Saudi Arabia Ends Gender-Segregated Entrances in Restaurants
Restaurants were previously required to provide separate entrances for women and unaccompanied men.
Saudi Arabia will no longer require restaurants to provide gender-segregated entrances for men and women, the government announced Sunday, according to the BBC.
Before this change, restaurants were required to have two separate entrances — one for women and children and one specifically for unaccompanied men. However, enforcement of the rule has been relatively relaxed over the past few years, the BBC reported.
Now, it will officially be up to individual restaurants to decide. The statement from the Ministry of Municipal and Rural Affairs did not say whether mixed seating in restaurants would be allowed in an official capacity, according to Bloomberg.
The ministry's announcement on Sunday is the latest social reform to come out of Saudi Arabia in recent years, under Crown Prince Mohammed bin Salman's "Vision 2030" — an attempt to modernize and diversify the kingdom.

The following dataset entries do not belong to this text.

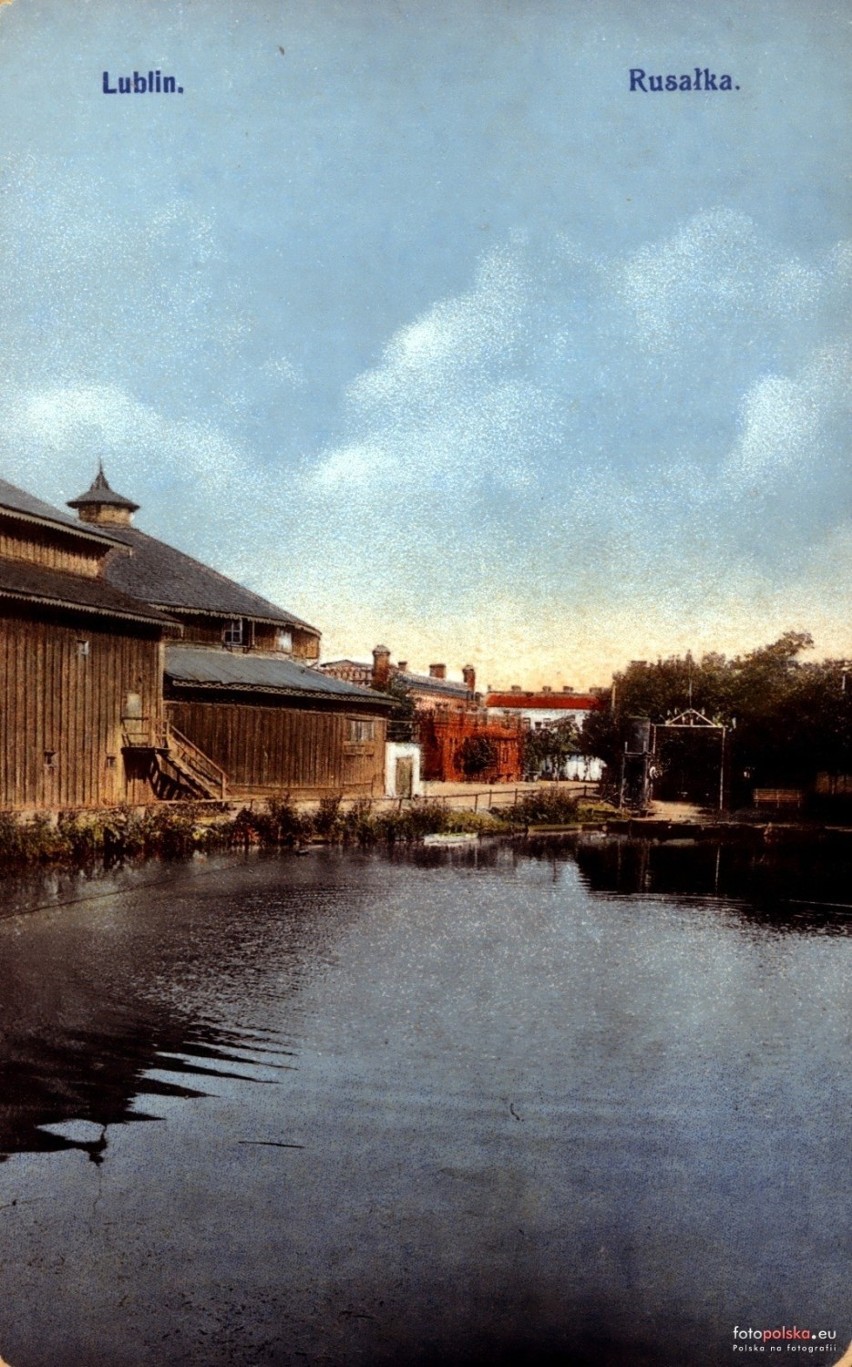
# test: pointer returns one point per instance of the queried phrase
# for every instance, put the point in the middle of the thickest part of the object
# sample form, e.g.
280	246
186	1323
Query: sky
416	320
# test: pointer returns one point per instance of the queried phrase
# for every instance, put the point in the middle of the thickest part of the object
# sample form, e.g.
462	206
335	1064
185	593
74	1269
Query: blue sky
415	319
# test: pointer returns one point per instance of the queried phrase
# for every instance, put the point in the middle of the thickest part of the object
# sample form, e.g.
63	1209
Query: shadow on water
81	1028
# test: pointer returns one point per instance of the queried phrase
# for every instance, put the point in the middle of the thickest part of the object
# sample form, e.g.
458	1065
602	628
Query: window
360	730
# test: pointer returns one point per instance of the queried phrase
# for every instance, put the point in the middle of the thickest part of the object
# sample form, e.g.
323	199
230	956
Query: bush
550	807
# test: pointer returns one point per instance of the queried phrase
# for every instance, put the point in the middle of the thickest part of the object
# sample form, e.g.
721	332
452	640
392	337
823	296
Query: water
527	1105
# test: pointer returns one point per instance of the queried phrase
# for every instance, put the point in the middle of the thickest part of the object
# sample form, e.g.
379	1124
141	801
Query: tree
785	719
547	748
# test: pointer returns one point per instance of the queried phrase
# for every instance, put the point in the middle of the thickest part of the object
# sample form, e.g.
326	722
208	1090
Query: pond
554	1102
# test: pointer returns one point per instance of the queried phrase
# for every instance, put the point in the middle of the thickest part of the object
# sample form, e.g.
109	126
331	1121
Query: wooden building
458	740
245	710
81	666
275	725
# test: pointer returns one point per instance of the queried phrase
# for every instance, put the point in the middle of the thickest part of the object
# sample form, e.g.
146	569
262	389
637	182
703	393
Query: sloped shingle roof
175	581
34	583
200	667
427	682
26	506
547	701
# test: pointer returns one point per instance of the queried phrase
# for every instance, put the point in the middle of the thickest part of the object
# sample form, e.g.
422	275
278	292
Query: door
404	782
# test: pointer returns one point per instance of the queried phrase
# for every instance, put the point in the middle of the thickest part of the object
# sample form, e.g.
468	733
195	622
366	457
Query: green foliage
787	719
547	748
543	807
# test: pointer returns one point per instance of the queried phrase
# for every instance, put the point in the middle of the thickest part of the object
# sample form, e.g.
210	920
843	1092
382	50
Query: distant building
543	707
81	665
432	691
546	708
245	710
458	741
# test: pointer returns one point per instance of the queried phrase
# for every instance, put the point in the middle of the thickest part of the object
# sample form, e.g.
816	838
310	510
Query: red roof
547	701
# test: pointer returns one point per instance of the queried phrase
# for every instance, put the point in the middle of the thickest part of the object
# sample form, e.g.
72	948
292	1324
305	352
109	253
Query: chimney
382	667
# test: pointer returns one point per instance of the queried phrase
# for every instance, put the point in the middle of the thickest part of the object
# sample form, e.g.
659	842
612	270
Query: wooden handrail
194	758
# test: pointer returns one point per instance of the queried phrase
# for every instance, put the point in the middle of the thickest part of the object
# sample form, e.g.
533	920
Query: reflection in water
477	1105
796	887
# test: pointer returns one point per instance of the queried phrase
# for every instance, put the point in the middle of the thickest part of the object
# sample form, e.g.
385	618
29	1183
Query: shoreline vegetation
178	830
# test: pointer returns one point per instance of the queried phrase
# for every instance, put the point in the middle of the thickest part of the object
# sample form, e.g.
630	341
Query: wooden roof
99	492
177	583
26	507
215	669
22	581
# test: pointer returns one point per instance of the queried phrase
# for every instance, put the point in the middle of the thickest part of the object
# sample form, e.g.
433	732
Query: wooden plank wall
54	697
208	630
283	749
38	547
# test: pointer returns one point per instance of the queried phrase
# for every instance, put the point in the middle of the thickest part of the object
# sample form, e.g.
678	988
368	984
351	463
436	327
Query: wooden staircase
174	766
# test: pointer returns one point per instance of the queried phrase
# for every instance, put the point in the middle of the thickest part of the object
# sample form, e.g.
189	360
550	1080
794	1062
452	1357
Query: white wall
395	751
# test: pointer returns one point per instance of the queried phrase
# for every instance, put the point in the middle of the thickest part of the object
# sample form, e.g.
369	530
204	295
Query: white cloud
785	420
714	269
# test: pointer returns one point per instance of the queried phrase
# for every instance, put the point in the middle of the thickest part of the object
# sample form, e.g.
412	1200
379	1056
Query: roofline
71	528
378	700
219	613
85	608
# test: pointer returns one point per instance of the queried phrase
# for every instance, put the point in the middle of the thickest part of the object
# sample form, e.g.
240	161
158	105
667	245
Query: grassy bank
178	830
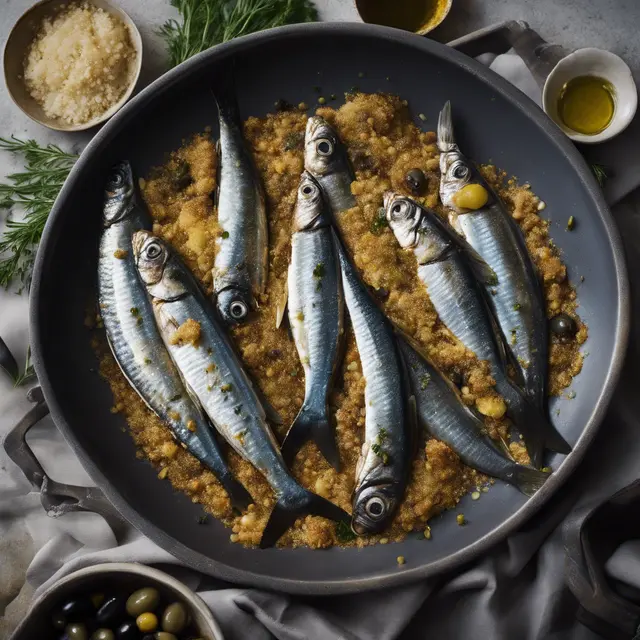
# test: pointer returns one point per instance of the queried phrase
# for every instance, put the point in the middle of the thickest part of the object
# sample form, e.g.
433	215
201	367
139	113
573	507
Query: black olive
112	611
77	609
77	631
564	326
58	621
128	631
416	181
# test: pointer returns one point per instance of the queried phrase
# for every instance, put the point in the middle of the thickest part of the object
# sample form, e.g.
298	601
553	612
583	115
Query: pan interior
288	65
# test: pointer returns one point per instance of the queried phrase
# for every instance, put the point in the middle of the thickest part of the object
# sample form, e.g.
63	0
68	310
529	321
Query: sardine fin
446	140
529	480
311	425
287	511
281	305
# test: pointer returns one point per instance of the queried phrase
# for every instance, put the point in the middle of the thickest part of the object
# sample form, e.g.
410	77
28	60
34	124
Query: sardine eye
238	310
460	171
324	147
375	507
153	251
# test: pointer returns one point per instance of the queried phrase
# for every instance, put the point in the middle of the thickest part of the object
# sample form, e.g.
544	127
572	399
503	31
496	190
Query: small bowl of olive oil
419	16
590	95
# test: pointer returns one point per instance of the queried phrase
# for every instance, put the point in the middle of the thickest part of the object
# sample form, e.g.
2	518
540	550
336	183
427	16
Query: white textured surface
24	528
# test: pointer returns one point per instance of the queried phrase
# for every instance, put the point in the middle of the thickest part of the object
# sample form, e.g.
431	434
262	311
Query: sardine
325	158
452	273
134	338
316	311
213	373
384	464
446	418
516	295
241	264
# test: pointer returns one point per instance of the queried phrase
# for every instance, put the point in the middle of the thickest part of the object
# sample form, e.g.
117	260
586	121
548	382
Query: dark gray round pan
494	122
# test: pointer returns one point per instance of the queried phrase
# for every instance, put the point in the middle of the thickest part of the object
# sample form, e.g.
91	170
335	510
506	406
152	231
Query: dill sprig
600	173
205	23
34	191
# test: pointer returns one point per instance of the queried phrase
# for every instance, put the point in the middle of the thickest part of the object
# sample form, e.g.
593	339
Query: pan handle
57	498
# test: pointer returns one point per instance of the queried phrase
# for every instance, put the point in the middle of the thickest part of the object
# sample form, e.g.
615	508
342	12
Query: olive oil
586	104
410	15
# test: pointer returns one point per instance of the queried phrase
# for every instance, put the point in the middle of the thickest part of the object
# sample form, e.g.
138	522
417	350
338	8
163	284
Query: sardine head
119	193
373	508
403	216
322	151
309	203
235	305
157	266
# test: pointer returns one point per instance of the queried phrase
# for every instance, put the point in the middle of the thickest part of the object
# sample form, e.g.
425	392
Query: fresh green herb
344	533
34	191
293	140
379	222
205	23
600	173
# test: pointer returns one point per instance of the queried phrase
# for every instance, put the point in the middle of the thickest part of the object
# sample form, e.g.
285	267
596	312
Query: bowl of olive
118	601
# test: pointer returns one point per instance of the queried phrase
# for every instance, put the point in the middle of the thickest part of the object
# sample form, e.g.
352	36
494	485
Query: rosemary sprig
205	23
600	173
34	191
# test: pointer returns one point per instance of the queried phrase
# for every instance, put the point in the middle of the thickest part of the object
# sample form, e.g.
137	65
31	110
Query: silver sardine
213	373
383	468
134	338
241	264
316	312
516	295
325	158
446	418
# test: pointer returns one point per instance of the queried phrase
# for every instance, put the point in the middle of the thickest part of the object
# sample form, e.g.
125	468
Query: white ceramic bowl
18	43
593	62
128	576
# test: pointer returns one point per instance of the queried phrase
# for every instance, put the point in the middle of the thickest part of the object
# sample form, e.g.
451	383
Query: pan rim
507	91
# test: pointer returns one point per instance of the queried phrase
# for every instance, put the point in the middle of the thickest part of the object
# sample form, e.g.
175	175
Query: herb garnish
344	533
34	190
205	23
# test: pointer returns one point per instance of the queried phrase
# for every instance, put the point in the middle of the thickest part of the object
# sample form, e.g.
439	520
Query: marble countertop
573	23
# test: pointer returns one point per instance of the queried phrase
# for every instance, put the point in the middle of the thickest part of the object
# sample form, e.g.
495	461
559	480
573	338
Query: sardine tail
240	498
529	480
286	512
311	425
446	140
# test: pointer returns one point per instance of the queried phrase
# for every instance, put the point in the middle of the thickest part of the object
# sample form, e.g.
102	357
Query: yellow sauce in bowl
586	104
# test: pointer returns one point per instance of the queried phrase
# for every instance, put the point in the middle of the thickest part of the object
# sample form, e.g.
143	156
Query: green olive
174	618
143	601
77	631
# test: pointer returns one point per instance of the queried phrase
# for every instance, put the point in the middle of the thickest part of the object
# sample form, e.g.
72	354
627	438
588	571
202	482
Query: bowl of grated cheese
71	66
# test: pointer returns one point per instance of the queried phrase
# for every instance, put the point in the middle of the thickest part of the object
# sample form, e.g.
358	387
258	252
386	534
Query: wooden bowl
15	51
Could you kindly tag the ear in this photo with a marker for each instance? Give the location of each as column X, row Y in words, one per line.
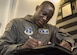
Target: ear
column 37, row 7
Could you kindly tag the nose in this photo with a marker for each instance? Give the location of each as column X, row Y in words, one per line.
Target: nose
column 44, row 18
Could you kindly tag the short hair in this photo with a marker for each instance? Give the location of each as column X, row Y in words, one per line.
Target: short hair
column 48, row 2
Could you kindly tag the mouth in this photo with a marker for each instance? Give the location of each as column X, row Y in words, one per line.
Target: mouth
column 41, row 22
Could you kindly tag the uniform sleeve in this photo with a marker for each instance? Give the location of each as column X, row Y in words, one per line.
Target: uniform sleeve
column 60, row 35
column 8, row 40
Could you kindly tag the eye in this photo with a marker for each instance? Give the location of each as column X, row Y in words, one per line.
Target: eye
column 44, row 13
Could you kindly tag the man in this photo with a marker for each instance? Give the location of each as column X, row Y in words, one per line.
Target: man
column 32, row 31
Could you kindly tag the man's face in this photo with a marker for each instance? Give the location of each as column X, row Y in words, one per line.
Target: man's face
column 43, row 15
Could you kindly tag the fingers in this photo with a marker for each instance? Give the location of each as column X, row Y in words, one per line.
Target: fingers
column 31, row 43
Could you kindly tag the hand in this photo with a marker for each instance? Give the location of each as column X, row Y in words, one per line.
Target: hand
column 66, row 45
column 31, row 43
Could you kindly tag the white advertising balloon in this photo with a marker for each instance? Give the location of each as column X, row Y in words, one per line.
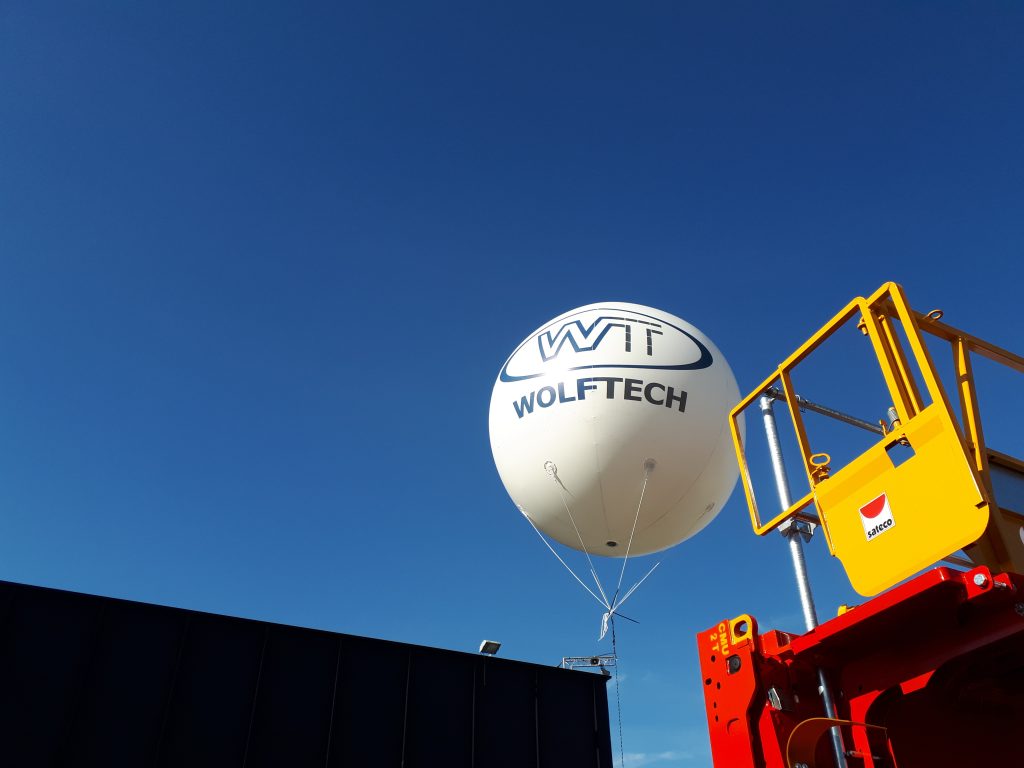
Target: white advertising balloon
column 610, row 409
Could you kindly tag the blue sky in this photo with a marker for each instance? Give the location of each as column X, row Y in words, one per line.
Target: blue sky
column 260, row 264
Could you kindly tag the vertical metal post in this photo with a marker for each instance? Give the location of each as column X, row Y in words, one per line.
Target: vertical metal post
column 793, row 535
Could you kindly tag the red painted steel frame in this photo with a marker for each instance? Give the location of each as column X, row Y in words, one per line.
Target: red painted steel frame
column 935, row 664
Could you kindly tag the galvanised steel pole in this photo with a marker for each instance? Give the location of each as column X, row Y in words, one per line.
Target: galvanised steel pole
column 799, row 564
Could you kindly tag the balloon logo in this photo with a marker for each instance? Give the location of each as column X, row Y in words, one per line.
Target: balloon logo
column 609, row 429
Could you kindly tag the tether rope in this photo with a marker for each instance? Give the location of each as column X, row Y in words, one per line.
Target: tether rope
column 619, row 696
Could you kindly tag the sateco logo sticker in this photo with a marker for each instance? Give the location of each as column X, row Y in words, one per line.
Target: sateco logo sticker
column 877, row 517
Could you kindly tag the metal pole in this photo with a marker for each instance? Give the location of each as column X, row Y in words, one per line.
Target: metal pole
column 793, row 536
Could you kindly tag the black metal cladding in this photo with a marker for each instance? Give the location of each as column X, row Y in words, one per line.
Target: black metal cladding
column 93, row 681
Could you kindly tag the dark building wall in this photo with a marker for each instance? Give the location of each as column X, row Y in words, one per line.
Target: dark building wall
column 93, row 681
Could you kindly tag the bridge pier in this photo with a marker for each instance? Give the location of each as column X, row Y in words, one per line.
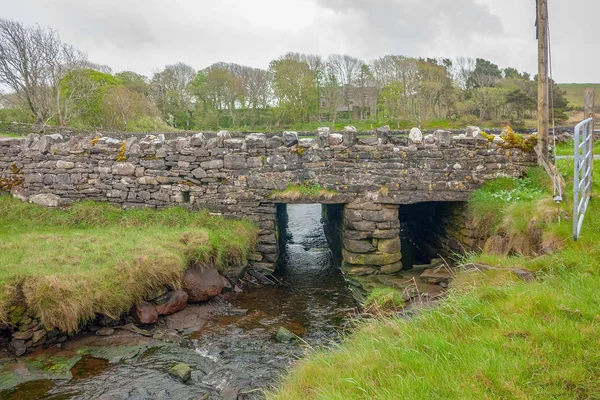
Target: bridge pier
column 371, row 239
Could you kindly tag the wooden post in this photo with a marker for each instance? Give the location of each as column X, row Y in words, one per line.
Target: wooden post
column 543, row 92
column 588, row 112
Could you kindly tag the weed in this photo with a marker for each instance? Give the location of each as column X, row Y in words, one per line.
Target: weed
column 306, row 190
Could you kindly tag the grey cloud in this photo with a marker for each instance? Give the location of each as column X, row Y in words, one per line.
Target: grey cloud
column 409, row 26
column 144, row 35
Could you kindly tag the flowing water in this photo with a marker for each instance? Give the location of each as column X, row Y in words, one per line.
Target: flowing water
column 229, row 355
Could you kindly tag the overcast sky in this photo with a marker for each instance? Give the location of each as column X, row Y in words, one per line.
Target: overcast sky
column 145, row 35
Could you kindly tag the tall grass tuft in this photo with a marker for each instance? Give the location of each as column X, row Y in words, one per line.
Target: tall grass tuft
column 67, row 266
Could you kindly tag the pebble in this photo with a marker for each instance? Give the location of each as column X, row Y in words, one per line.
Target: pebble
column 105, row 331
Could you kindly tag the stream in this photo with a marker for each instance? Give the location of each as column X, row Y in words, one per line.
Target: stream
column 231, row 356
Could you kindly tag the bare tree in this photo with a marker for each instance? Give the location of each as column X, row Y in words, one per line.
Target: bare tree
column 347, row 69
column 331, row 94
column 33, row 61
column 171, row 90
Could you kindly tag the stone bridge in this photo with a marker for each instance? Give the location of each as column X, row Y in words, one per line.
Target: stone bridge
column 368, row 185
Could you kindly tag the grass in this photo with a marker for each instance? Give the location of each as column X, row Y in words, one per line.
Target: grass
column 384, row 300
column 575, row 92
column 493, row 337
column 65, row 266
column 306, row 190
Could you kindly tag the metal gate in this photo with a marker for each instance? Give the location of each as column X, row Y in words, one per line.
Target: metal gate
column 584, row 162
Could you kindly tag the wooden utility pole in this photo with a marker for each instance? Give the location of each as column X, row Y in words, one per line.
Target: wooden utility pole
column 588, row 112
column 543, row 92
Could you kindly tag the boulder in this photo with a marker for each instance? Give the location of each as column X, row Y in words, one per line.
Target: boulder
column 336, row 139
column 524, row 274
column 443, row 137
column 256, row 140
column 197, row 140
column 199, row 173
column 430, row 139
column 122, row 168
column 221, row 137
column 359, row 246
column 372, row 259
column 436, row 275
column 306, row 143
column 171, row 302
column 350, row 136
column 416, row 136
column 285, row 336
column 17, row 347
column 290, row 139
column 202, row 284
column 498, row 140
column 144, row 313
column 238, row 271
column 183, row 372
column 383, row 134
column 28, row 334
column 472, row 131
column 274, row 142
column 60, row 164
column 389, row 245
column 229, row 393
column 324, row 130
column 45, row 200
column 38, row 335
column 392, row 268
column 105, row 331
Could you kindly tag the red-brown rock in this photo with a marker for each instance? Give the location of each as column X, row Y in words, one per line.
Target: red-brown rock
column 144, row 313
column 202, row 284
column 171, row 302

Saudi women were granted the right to drive in 2017 and were subsequently issued driver’s licenses nearly a year later. In August of this year, the government also lifted the ban prohibiting Saudi women from traveling alone without permission, part of the country's male guardianship system requiring women to consult a male guardian before engaging in a variety of activities.
“The fact that restaurants will not have to have two separate entrances, one for singles and the other for families, is great — from an economic perspective, from a practical perspective,” Mona Shahab, a clinical therapist from Saudi Arabia’s Eastern Province, told CNBC.
“I really think this is a step forward. From being able to drive to I think the most important change which is removing male guardianship for females in Saudi Arabia — that’s the main thing I think a lot of us were waiting for,” Shahab said. “Because it’s all about choices.”
While these reforms have been praised on the world stage, activists argue that it is not enough and far too many discriminatory laws remain in place. Even as the government continues to make these social reforms, female activists are still being arrested in the process.